Effective Apr. 1, the US assumes a position of regrettable leadership in the developed world.
As of that date, it has the highest combined state and federal corporate tax rate among the industrialized countries that constitute the Organization for Economic Cooperation and Development.
The US achieves this dubious distinction when Japan, in line with a global trend, lowers its overall rate of corporate taxation to below 35%.
The US federal-state rate, according to Tax Foundation Pres. Scott A. Hodge, is 39.2%.
Most countries have been lowering tax loads on corporations. The simple average rate of non-US OECD countries fell below the US rate in 1992 and has dropped since then to 25.5% from 38%.
The non-US weighted average for OECD countries, reflecting country size, fell during that period to 30.1% from 42.5%, slipping below the US rate in 1998.
Those figures exclude changes made or scheduled this year.
In addition to Japan’s move, Canada lowered its corporate tax rate to 16.5% from 18% on Jan. 1. The UK rate will drop to 27% from 28% in a program to phase the rate down to 24% by 2014.
In a Mar. 8 report, Hodge says 75 countries have cut corporate tax rates since 2006.
Asia illustrates the competition. Countries of that region cutting corporate tax rates since 2006 include China, to 25% from 33.3%; Vietnam, to 25% from 28%; and Taiwan, to 17% from 25%.
“No doubt, these Asian trends are a factor in Japan’s decision to lower its own rate,” Hodge says.

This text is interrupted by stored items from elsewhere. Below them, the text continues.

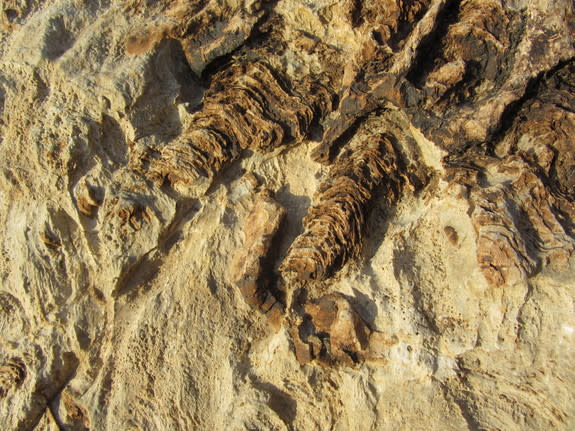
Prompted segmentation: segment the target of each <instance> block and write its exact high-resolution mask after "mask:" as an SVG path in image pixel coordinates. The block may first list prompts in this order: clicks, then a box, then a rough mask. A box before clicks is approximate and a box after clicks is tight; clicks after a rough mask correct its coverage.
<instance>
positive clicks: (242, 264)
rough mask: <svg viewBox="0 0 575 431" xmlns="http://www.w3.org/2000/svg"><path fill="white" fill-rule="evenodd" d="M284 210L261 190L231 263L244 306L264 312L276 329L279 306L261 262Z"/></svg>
mask: <svg viewBox="0 0 575 431" xmlns="http://www.w3.org/2000/svg"><path fill="white" fill-rule="evenodd" d="M285 213H286V212H285V209H284V208H283V207H282V206H281V205H280V204H279V203H278V202H277V201H276V200H275V199H274V198H273V195H272V193H271V192H270V191H269V190H267V189H263V190H261V191H259V192H258V194H257V196H256V198H255V203H254V205H253V208H252V210H251V212H250V213H249V215H248V216H247V217H246V219H245V222H244V226H243V232H244V237H245V241H244V244H243V247H242V248H241V250H240V251H239V252H238V253H237V255H236V256H235V258H234V261H233V263H232V280H233V282H234V284H235V285H236V286H237V287H238V288H239V290H240V292H241V293H242V295H243V297H244V299H245V300H246V302H247V303H248V304H250V305H251V306H253V307H256V308H258V309H260V310H261V311H262V312H264V313H266V315H267V316H268V318H269V319H270V322H271V323H272V324H273V325H274V326H277V325H278V324H279V319H280V318H281V315H282V314H283V308H284V307H283V305H282V304H281V302H280V301H279V300H278V298H276V297H275V295H274V293H273V292H272V291H271V290H270V286H269V284H270V280H269V277H268V274H265V271H269V268H266V267H265V262H266V260H267V258H268V255H269V253H270V246H271V244H272V240H273V238H274V236H275V234H276V232H277V231H278V229H279V227H280V224H281V222H282V220H283V218H284V216H285Z"/></svg>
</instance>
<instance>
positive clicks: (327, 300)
mask: <svg viewBox="0 0 575 431" xmlns="http://www.w3.org/2000/svg"><path fill="white" fill-rule="evenodd" d="M304 310H305V315H304V321H303V323H302V324H301V325H300V327H299V328H298V330H292V331H291V333H292V334H291V335H292V339H293V340H294V346H295V352H296V357H297V359H298V361H299V362H300V363H302V364H303V363H307V362H309V361H311V360H313V359H317V360H318V361H319V362H320V363H322V364H324V365H336V364H345V365H355V364H358V363H360V362H362V361H363V360H364V359H365V355H366V352H367V350H368V343H369V337H370V333H371V331H370V329H369V328H368V327H367V325H366V324H365V322H364V321H363V320H362V319H361V317H360V316H359V315H358V314H357V312H356V311H355V310H354V309H353V308H352V306H351V304H350V303H349V301H348V300H347V298H345V296H343V295H341V294H339V293H332V294H328V295H326V296H323V297H321V298H319V299H317V300H314V301H311V302H309V303H307V304H305V306H304Z"/></svg>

Will the US, like Japan, feel the pressure and respond? Opponents of rate cuts will warn of lost tax collection by the government. But Hodge points to offsets.
“It is safe to assume that a meaningful reduction in the US corporate rate would result in more corporate profits remaining within the country while encouraging more investment from abroad,” he says. “These two factors alone could minimize the static revenue losses associated with a lower rate.”